The length of the base of the triangle is $$\cot(7.5^\circ) = \sqrt{8+4\sqrt{3}} +2+\sqrt{3} = \sqrt{2}+\sqrt{6} + \sqrt{4}+\sqrt{3}$$


$$\text{As } \cot x =\frac{\cos x}{\sin x}$$ $$ =\frac{2\cos^2x}{2\sin x\cos x}(\text{ multiplying the numerator & the denominator by }2\cos7\frac12 ^\circ)$$

$$=\frac{1+\cos2x}{\sin2x}(\text{using }\sin2A=2\sin A\cos A,\cos2A=2\cos^2A-1$$

$$ \cot7\frac12 ^\circ =\frac{1+\cos15^\circ}{\sin15^\circ}$$

$\cos15^\circ=\cos(45-30)^\circ=\cos45^\circ\cos30^\circ+\sin45^\circ\sin30^\circ=\frac{\sqrt3+1}{2\sqrt2}$

$\sin15^\circ=\sin(45-30)^\circ=\sin45^\circ\cos30^\circ-\cos45^\circ\sin30^\circ=\frac{\sqrt3-1}{2\sqrt2}$

Method $1:$

$$\frac{1+\cos15^\circ}{\sin15^\circ}=\csc15^\circ+\cot15^\circ$$

$$\cot15^\circ=\frac{\cos15^\circ}{\sin15^\circ}=\frac{\sqrt3+1}{\sqrt3-1}=\frac{(\sqrt3+1)^2}{(\sqrt3-1)(\sqrt3+1)}=2+\sqrt3$$

$$\csc15^\circ=\frac{2\sqrt2}{\sqrt3-1}=\frac{2\sqrt2(\sqrt3+1)}{(\sqrt3-1)(\sqrt3+1)}=\sqrt2(\sqrt3+1)=\sqrt6+\sqrt2$$

Method $2:$

$$\implies \frac{1+\cos15^\circ}{\sin15^\circ}=\frac{1+\frac{\sqrt3+1}{2\sqrt2}}{\frac{\sqrt3-1}{2\sqrt2}}=\frac{2\sqrt2+\sqrt3+1}{\sqrt3-1}=\frac{(2\sqrt2+\sqrt3+1)(\sqrt3+1)}{(\sqrt3-1)(\sqrt3+1)}(\text{ rationalizing the denominator })$$

$$=\frac{2\sqrt6+4+2\sqrt3+2\sqrt2}2$$


Start from $\displaystyle\tan 30^\circ = \frac{1}{\sqrt{3}} = \frac{2\tan{15^\circ}}{1-\tan^2{15^\circ}}$.
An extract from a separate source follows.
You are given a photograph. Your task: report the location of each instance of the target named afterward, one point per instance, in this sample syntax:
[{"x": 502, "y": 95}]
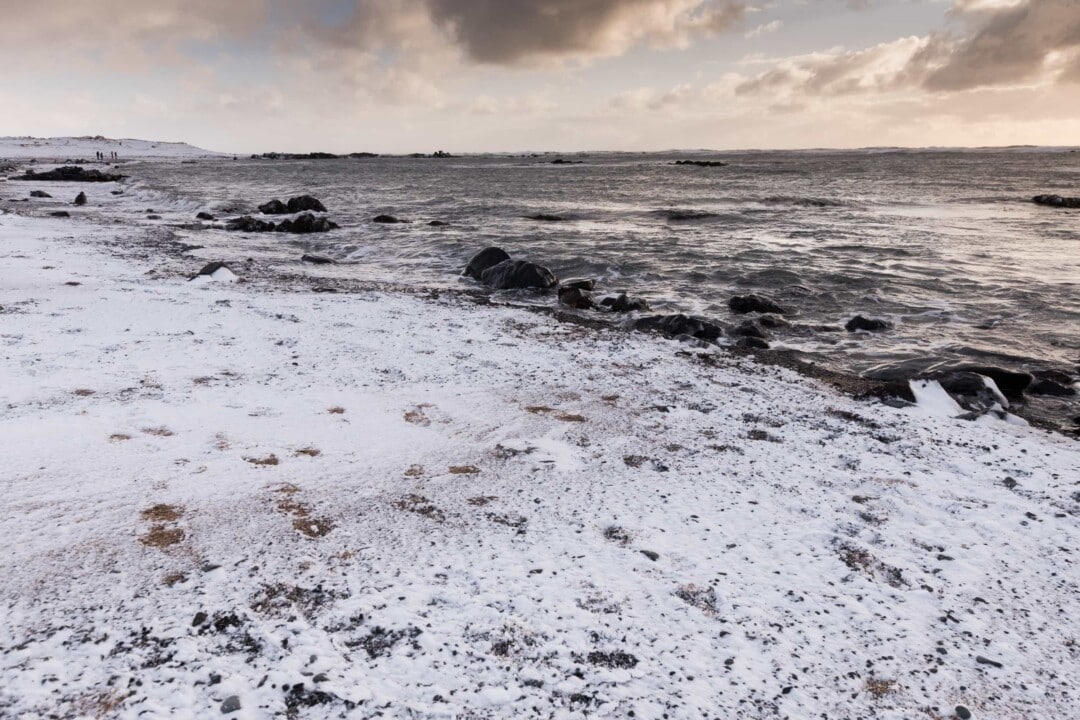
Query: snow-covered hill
[{"x": 62, "y": 148}]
If $x=\tan{15^\circ}$, then $\displaystyle\tan 15^\circ = x = \frac{2\tan{(\frac{15}{2})^\circ}}{1-\tan^2{(\frac{15}{2})^\circ}}$.

If $y=\tan{(\frac{15}{2})^\circ}$, then $x=\frac{2y}{1-y^2}$. Hence

$\displaystyle\frac{1}{\sqrt{3}} = \frac{2(\frac{2y}{1-y^2})}{1-(\frac{2y}{1-y^2})^2}$.

Simplify the above equation and solve for $y$, then find the reciprocal to find $\cot{(\frac{15}{2})^\circ}$.

EDIT: To simplify your surd, try to multiply both the numerator and denominator by $\sqrt{2\sqrt{2}−\sqrt{3}+1}$.